Kürzlich entliess die Banknotendruckerei Orell Füssli ihren CEO mit der Begründung, er sei unfähig, die technischen Probleme beim Druck der neuen Frankennoten zu lösen. Nachdem früher bereits die Papierfabrik Landquart mit Produktionsverzögerungen beim Sicherheitspapier von sich reden gemacht hatte.

Diese Entlassung ist ein weiterer Tiefpunkt bei der Einführung der neuen Banknoten, die sich mittlerweilen zu einer bald zehnjährigen Leidensgeschichte ausgewachsen hat.
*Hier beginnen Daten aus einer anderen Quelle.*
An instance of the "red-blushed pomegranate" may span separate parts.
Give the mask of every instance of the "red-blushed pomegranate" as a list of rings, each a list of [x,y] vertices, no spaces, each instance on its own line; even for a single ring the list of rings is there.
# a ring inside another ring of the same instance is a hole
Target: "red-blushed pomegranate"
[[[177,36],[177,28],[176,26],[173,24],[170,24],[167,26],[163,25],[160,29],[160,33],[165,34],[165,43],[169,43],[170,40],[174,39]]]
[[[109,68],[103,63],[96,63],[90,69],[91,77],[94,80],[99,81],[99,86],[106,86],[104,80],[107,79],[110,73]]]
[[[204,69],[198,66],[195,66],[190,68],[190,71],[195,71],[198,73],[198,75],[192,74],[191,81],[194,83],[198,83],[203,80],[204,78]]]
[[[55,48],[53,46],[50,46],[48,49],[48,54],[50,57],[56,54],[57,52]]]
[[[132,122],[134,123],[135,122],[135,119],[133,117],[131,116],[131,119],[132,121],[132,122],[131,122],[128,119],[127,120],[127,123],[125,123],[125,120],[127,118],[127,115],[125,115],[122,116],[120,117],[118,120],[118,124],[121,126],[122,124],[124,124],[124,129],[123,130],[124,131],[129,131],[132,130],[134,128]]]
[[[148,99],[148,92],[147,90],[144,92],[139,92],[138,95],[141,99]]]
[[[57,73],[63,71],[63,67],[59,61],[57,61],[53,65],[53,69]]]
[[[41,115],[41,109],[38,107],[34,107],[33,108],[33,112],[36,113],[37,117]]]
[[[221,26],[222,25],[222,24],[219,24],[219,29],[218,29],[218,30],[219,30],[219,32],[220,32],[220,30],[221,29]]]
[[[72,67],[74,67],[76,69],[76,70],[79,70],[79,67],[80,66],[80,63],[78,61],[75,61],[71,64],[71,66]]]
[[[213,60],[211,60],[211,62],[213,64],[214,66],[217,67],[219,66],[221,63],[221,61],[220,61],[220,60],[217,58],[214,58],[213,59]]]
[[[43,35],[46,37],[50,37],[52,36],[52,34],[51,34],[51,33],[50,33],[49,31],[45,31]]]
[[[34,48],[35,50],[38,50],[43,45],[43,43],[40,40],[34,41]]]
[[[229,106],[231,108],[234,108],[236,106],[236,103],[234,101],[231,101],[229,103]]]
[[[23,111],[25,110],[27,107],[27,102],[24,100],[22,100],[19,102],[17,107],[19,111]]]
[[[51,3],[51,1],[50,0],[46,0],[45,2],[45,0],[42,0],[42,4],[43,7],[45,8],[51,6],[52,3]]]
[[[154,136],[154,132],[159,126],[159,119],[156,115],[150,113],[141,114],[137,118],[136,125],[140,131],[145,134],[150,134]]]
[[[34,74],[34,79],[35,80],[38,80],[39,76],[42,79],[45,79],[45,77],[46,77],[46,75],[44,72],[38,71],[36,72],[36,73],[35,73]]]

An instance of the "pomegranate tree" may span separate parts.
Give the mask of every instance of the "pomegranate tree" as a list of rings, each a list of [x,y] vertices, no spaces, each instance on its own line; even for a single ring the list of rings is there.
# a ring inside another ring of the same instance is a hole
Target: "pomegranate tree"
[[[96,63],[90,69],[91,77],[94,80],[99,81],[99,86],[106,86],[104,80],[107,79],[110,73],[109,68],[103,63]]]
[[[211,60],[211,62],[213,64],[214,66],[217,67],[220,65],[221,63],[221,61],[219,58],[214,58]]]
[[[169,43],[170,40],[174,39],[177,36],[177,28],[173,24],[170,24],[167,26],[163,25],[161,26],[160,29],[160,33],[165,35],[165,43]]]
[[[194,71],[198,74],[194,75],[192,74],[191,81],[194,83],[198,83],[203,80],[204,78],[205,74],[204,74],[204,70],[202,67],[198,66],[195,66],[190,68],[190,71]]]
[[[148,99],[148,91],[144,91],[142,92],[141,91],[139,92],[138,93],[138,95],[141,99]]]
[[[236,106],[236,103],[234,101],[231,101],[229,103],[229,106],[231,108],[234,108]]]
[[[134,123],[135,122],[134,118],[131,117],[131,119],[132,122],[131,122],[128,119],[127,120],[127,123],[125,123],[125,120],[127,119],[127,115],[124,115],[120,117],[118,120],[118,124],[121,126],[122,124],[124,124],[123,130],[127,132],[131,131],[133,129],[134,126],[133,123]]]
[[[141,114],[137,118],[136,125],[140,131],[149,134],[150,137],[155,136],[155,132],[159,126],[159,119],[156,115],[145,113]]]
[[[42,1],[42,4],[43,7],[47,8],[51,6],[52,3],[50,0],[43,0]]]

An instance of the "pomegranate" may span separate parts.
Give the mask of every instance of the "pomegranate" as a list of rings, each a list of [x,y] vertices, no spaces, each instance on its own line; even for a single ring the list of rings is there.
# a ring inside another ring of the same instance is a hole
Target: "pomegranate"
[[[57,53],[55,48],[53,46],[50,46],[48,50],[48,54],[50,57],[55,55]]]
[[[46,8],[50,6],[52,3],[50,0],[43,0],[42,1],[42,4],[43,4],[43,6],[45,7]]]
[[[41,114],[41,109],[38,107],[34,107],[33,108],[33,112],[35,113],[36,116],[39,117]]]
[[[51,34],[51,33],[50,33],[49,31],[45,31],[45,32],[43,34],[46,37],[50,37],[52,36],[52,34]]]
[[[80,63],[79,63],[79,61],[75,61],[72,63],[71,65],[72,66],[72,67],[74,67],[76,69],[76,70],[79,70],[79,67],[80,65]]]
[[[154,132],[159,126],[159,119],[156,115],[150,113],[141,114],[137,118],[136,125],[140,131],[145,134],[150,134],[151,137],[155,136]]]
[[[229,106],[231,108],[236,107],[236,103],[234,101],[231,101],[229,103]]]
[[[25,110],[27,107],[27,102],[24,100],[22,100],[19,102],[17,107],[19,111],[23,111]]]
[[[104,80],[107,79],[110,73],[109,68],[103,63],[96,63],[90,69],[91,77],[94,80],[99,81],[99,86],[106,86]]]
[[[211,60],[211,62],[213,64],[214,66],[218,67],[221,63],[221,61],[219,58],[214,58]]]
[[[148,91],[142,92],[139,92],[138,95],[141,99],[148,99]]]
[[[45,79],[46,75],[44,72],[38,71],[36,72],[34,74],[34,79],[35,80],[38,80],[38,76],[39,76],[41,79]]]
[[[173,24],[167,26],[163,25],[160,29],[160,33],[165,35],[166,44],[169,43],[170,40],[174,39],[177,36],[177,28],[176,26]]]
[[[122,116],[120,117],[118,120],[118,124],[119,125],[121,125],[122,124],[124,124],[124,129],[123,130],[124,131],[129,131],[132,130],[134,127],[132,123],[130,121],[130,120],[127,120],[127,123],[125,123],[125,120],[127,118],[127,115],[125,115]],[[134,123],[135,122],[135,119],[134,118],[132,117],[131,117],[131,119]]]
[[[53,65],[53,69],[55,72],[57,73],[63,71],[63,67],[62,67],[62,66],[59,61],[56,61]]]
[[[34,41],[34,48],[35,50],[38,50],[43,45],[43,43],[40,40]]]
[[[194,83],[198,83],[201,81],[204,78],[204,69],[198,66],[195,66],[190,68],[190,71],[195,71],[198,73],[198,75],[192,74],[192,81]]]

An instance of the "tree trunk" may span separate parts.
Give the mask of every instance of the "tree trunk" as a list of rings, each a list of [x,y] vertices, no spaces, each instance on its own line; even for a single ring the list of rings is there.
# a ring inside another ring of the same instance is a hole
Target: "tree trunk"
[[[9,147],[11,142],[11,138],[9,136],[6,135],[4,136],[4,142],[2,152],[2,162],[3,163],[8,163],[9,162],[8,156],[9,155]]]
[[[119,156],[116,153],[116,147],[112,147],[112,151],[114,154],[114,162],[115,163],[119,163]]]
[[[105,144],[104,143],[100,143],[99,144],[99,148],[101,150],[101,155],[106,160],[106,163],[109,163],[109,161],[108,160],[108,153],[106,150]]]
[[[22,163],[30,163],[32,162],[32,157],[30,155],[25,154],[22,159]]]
2005 informierte die Nationalbank erstmals über die neue Notenserie, die 2008 in Produktion und ab 2010 in Umlauf gehen sollte. Bis 2008 lief das Projekt auf Kurs. Im Februar 2010 informierte die SNB erstmals über technische Herstellungsprobleme und verschob den Ausgabetermin der ersten Noten um zwei Jahre bis 2012. Im Februar 2012 wurde dieser Termin dann um ein Jahr auf 2013 geschoben. Im Dezember 2012 gab es nochmals einen neuen frühesten Ausgabetermin im Laufe des Jahres 2015.

Nach heutigem Informationsstand werden die neuen Banknoten also mindestens fünf Jahre nach dem erstgenannten Termin eingeführt.  Als Begründung nennt die Nationalbank wie gesagt technischer Probleme.

An dieser Begründung scheint mir etwas faul zu sein. Warum?

Technische Probleme kann es selbstverständlich überall und immer geben. Misstrauisch macht hingegen der ohne aussagekräftige technische Informationen mehrfach hinausgeschobene Einführungstermin. Und misstrauisch macht auch der ökonomische Kontext des Banknotendrucks.

Wer Papiergeld drucken darf wie die Nationalbank, kassiert den Geldschöpfungsgewinn. Das heisst die Differenz zwischen den Herstellungskosten der Banknote, bei einem Tausender etwa 30 Rappen, und dem Tauschwert der Note von 1000 Franken.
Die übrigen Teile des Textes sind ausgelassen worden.